Attribute Description
$1... $9 If it exists, it is a matched substring.
$ _ See Input
$ * See multiline
$ & See lastmatch
$ + See lastparen
$' See leftcontext
$' See rightcontext
Constructor Create a special function prototype for an object
Global Match in the entire string (bool type)
Ignorecase Whether to ignore the case sensitivity when matching (bool type)
Input Matched string
Lastindex Last matched Index
Lastparen Substring enclosed in parentheses
Leftcontext The last match takes the left substring
Multiline Whether multi-row matching is performed (bool type)
Prototype Allow attributes to be attached to objects
Rightcontext The last matched substring to the right
Source Regular Expression Mode
Lastindex Last matched Index


Regular Expression object Method

method meaning
compile Regular Expression comparison
exec perform search
test match
tosource literal representing is returned for a specific object, and its value can be used to create a new object. This is obtained by reloading the object. tosource method.
tostring returns the string of a specific object. The result is obtained by reloading the object. tostring method.
valueof returns the original value of a specific object. Obtain the reload object. valueof method

example

output "Smith, John"

Contact Us

The content source of this page is from Internet, which doesn't represent Alibaba Cloud's opinion; products and services mentioned on that page don't have any relationship with Alibaba Cloud. If the content of the page makes you feel confusing, please write us an email, we will handle the problem within 5 days after receiving your email.

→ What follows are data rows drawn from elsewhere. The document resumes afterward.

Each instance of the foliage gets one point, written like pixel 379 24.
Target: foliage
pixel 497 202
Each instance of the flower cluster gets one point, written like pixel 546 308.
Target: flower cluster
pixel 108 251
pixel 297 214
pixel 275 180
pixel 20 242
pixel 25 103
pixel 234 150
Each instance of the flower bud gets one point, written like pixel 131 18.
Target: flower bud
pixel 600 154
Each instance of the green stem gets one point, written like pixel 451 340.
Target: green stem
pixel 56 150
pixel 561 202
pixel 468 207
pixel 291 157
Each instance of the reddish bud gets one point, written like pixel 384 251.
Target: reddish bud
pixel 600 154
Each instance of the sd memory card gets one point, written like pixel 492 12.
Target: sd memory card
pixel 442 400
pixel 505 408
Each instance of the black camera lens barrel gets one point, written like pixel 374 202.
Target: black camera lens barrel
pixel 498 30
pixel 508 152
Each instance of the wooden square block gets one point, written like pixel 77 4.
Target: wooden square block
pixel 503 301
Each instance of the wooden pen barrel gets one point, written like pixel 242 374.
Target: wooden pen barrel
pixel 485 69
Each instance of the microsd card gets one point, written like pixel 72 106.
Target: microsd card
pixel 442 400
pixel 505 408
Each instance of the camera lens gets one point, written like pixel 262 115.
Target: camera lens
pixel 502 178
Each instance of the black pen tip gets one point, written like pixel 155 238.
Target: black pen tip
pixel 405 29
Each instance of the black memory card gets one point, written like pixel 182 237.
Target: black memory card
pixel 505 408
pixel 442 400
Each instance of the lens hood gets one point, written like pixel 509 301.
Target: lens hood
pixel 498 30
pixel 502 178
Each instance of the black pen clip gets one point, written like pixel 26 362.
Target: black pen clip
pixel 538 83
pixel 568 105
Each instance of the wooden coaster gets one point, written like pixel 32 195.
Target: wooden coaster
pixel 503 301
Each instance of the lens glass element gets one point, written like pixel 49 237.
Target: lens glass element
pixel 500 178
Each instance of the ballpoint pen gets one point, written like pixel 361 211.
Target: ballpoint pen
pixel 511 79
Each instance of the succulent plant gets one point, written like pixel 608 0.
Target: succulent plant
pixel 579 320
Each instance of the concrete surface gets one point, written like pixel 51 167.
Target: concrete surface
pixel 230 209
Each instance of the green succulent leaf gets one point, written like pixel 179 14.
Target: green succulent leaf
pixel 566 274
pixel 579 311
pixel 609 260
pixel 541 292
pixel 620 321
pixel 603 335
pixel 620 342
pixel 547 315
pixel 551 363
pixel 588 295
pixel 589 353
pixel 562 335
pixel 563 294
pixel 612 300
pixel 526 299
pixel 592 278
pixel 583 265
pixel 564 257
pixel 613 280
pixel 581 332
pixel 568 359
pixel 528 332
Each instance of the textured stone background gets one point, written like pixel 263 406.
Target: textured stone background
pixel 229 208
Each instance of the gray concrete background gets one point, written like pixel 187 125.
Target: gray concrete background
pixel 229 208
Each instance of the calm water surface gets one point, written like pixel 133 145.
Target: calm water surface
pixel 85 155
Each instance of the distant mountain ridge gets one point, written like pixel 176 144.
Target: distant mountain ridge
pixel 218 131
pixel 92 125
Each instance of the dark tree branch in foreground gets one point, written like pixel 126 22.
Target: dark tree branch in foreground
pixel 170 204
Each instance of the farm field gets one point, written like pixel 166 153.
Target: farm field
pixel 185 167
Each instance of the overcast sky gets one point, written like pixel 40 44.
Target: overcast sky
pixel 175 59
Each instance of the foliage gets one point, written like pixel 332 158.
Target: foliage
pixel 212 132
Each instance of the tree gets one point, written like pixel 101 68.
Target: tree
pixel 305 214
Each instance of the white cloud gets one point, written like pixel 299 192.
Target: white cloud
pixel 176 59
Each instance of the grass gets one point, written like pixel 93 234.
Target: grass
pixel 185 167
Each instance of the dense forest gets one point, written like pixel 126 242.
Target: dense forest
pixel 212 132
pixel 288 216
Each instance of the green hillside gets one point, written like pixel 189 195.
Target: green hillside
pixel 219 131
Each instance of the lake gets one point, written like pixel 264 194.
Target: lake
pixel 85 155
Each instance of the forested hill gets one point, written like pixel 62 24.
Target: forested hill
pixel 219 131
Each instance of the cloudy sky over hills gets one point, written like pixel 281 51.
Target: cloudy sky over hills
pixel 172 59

If you find any instances of plagiarism from the community, please send an email to: info-contact@alibabacloud.com and provide relevant evidence. A staff member will contact you within 5 working days.

A Free Trial That Lets You Build Big!

Start building with 50+ products and up to 12 months usage for Elastic Compute Service

  • Sales Support

    1 on 1 presale consultation

  • After-Sales Support

    24/7 Technical Support 6 Free Tickets per Quarter Faster Response

  • Alibaba Cloud offers highly flexible support services tailored to meet your exact needs.